Frequent Values (POJ 3368)
The answer to this question applys both divide and conquer method and segment trees. When we are querying the frequent value in a given range, we can divide the range into two halves and query in them repectively. Then the most frequent values in the whole range may among:
- Most frequent value in the left range.
- Most frequent value in the right range.
- A frequent value which goes from left to right range.
As the values in the array is sorted at first, so we can get the most frequent value over the boundary between two halves by checking if the last item from the left is the same as the first time from the right. So we can handle three segment trees. The first keeps the number of most frequent value in a range, the second holds the number of first item in the range and the last holds the number of last item in the range.

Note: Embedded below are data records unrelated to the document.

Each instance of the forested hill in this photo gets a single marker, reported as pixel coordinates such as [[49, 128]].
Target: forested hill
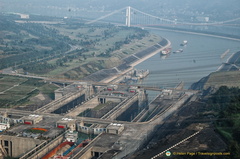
[[226, 101], [23, 43]]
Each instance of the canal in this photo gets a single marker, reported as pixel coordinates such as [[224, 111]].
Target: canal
[[200, 57]]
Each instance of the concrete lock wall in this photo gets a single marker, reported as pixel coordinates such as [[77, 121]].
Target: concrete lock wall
[[42, 152]]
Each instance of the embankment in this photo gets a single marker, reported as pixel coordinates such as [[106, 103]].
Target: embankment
[[107, 75]]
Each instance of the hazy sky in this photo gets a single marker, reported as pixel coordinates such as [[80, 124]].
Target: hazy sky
[[224, 8]]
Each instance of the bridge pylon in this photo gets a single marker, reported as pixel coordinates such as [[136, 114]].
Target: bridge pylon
[[128, 16]]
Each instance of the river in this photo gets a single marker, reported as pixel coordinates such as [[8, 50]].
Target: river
[[200, 57]]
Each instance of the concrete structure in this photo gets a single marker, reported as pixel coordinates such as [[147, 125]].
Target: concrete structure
[[78, 86], [71, 136], [115, 128], [4, 126], [18, 146], [32, 119], [67, 123]]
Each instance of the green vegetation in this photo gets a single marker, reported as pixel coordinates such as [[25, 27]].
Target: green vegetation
[[226, 101], [16, 91], [67, 49]]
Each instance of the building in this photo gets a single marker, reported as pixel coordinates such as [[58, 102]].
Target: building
[[4, 126], [115, 128], [67, 123], [32, 119], [71, 136]]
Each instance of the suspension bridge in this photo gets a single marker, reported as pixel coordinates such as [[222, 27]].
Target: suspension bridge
[[130, 16]]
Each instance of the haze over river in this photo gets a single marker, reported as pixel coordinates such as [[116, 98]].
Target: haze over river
[[200, 57]]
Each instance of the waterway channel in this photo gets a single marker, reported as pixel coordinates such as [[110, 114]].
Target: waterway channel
[[200, 57]]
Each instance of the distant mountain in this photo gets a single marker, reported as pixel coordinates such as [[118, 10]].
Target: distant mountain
[[223, 9]]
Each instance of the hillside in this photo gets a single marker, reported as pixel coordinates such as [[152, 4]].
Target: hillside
[[66, 48]]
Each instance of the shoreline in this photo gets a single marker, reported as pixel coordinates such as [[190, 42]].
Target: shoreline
[[115, 77]]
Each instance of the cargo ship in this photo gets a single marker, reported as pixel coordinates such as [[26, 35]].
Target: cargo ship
[[179, 50], [166, 51], [141, 73], [184, 43]]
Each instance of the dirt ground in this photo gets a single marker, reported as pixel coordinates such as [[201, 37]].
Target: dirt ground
[[178, 127]]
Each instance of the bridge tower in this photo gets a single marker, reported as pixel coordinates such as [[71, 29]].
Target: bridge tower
[[128, 16]]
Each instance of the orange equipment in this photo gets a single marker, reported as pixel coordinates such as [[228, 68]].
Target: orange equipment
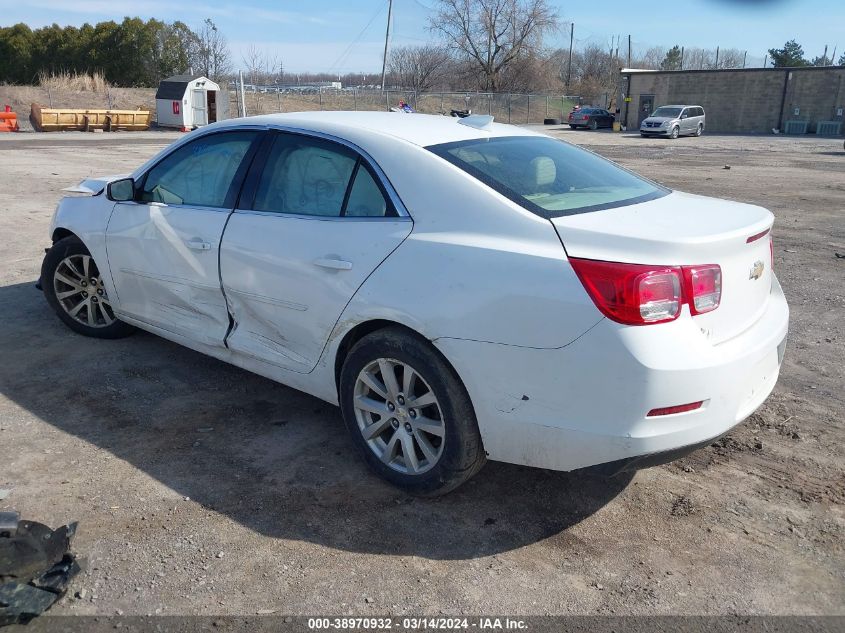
[[8, 121]]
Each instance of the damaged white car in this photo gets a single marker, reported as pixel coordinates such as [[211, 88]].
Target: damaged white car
[[464, 290]]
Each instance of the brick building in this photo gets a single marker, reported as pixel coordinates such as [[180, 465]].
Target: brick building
[[745, 100]]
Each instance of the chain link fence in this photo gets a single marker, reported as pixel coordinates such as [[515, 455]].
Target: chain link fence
[[505, 107]]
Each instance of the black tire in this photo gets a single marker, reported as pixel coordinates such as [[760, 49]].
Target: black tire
[[462, 450], [64, 248]]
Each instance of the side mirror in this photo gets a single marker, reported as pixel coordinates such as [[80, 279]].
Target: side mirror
[[121, 190]]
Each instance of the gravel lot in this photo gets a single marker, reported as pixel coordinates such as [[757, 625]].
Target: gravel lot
[[203, 489]]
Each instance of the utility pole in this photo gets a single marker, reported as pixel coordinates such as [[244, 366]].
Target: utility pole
[[243, 97], [569, 65], [386, 42]]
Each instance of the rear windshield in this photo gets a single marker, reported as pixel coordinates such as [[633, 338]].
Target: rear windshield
[[548, 177], [671, 113]]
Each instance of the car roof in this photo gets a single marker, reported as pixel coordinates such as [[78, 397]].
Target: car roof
[[419, 129]]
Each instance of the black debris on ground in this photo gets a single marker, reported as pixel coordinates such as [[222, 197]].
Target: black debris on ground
[[36, 566]]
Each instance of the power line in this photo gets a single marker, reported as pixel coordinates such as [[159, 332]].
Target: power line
[[348, 50]]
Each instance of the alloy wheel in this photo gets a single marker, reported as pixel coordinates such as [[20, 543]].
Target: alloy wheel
[[399, 416], [81, 293]]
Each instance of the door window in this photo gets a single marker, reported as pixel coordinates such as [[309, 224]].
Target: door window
[[310, 176], [199, 173]]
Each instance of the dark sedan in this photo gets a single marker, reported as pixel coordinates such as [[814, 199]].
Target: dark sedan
[[592, 118]]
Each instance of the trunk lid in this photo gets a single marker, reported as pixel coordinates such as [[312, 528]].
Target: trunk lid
[[684, 229]]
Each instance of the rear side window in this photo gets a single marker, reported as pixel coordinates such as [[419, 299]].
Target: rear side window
[[365, 197], [199, 173], [669, 113], [305, 175], [548, 177]]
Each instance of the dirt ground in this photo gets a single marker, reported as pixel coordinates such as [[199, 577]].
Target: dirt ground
[[203, 489]]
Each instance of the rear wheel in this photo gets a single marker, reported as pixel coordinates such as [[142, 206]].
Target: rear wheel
[[74, 288], [409, 413]]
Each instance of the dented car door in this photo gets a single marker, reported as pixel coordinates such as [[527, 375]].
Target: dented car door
[[314, 220], [163, 246]]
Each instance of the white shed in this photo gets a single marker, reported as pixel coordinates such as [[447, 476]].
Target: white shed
[[187, 102]]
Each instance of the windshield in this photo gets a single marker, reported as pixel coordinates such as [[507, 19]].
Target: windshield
[[548, 177], [669, 113]]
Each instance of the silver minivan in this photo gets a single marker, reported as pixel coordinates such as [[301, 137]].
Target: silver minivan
[[674, 121]]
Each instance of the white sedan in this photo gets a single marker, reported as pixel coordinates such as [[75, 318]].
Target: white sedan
[[464, 290]]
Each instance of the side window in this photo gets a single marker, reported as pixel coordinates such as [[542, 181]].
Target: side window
[[306, 176], [199, 173], [365, 197]]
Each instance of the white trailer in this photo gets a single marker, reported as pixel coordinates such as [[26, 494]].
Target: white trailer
[[187, 102]]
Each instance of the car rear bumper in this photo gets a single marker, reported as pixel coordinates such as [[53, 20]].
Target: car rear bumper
[[586, 403]]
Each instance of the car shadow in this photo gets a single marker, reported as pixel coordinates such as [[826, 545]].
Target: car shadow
[[271, 458]]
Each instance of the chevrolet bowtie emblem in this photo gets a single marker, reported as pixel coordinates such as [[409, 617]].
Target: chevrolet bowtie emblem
[[756, 270]]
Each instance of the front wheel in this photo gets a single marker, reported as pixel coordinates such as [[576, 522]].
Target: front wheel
[[74, 288], [409, 413]]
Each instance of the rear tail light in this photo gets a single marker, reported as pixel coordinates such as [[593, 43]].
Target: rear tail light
[[704, 286], [636, 294], [772, 251]]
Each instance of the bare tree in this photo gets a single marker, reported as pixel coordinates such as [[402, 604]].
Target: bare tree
[[651, 59], [730, 58], [699, 59], [493, 34], [417, 68], [211, 56]]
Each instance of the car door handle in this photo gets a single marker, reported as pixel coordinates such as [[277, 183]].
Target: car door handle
[[332, 263], [198, 245]]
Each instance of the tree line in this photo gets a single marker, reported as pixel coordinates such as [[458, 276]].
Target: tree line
[[131, 53], [485, 45]]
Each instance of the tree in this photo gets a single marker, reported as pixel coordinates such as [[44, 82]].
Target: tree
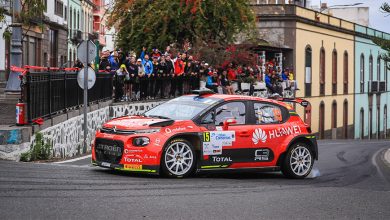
[[159, 23], [31, 15], [384, 43]]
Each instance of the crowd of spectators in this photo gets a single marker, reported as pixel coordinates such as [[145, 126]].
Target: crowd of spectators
[[162, 74]]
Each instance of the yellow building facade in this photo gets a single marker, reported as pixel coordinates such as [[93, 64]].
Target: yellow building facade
[[320, 50]]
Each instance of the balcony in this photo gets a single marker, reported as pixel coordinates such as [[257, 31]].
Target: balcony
[[382, 86], [373, 86], [76, 36]]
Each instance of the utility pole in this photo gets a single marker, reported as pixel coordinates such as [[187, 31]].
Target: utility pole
[[13, 83]]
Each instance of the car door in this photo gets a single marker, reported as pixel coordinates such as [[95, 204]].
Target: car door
[[227, 148], [269, 132]]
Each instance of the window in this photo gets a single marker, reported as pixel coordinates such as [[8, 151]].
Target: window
[[334, 114], [371, 66], [345, 120], [268, 114], [386, 69], [322, 121], [45, 4], [70, 18], [362, 67], [361, 123], [345, 73], [308, 62], [334, 72], [53, 43], [65, 13], [59, 8], [378, 69], [385, 122], [322, 71], [231, 110]]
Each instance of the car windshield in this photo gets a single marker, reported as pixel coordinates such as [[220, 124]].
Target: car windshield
[[182, 108]]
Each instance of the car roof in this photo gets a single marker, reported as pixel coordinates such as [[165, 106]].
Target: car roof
[[243, 98]]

Each time we update and query the array, we make uses of the three trees to give a final answer.
import java.io.*;
import java.util.*;
public class FrequentValues {
private static int L;
private static int[] maxtree;
private static int[] lefttree;
private static int[] righttree;
private static void initTreeRange(int[] array, int k, int kl, int kr) {
if (kl >= kr) return;
int m = (kl + kr) / 2;
int cl = k * 2 + 1;
int cr = k * 2 + 2;
initTreeRange(array, cl, kl, m);
initTreeRange(array, cr, m + 1, kr);
int leftCount = maxtree[cl];
int rightCount = maxtree[cr];
int overCount = 0;
lefttree[k] = lefttree[cl];
righttree[k] = righttree[cr];
if (m + 1 < array.length && array[m] == array[m + 1]) {
overCount = righttree[cl] + lefttree[cr];
if (array[kl] == array[m + 1]) lefttree[k] += lefttree[cr];
if (kr < array.length && array[kr] == array[m]) righttree[k] += righttree[cl];
}
maxtree[k] = Math.max(Math.max(leftCount, rightCount), overCount);
}
private static void initTrees(int[] array) {
L = 1;
while (L < array.length) L <<= 1;
maxtree = new int[L * 2 - 1];
lefttree = new int[L * 2 - 1];
righttree = new int[L * 2 - 1];
for (int i = 0; i < array.length; i++) {
maxtree[i + L - 1] = 1;
lefttree[i + L - 1] = 1;
righttree[i + L - 1] = 1;
}
initTreeRange(array, 0, 0, L - 1);
}
private static int query(int[] array, int k, int kl, int kr, int l, int r) {
if (l > kr || r < kl) return 0;
else if (l <= kl && r >= kr) {
return maxtree[k];
} else {
int m = (kl + kr) / 2;
int cl = k * 2 + 1;
int cr = k * 2 + 2;
int leftCount = query(array, cl, kl, m, l, r);
int rightCount = query(array, cr, m + 1, kr, l, r);
int overCount = 0;
if (m >= l && m <= r && m + 1 < array.length && array[m] == array[m + 1]) {
overCount += Math.min(m - l + 1, righttree[cl]);
overCount += Math.min(r - m, lefttree[cr]);
}
return Math.max(Math.max(leftCount, rightCount), overCount);
}
}
private static void solve(int[] array, int[][] query) {
initTrees(array);
for (int i = 0; i < query.length; i++) {
System.out.println(query(array, 0, 0, L - 1, query[i][0], query[i][1]));
}
}
public static void main(String[] args) {
Scanner scanner = new Scanner(System.in);
while (scanner.hasNextInt()) {
int N = scanner.nextInt();
if (N == 0) break;
int Q = scanner.nextInt();
int[] array = new int[N];
int[][] query = new int[Q][2];
for (int i = 0; i < N; i++) array[i] = scanner.nextInt();
for (int i = 0; i < Q; i++) {
query[i][0] = scanner.nextInt() - 1;
query[i][1] = scanner.nextInt() - 1;
}
solve(array, query);
}
}
}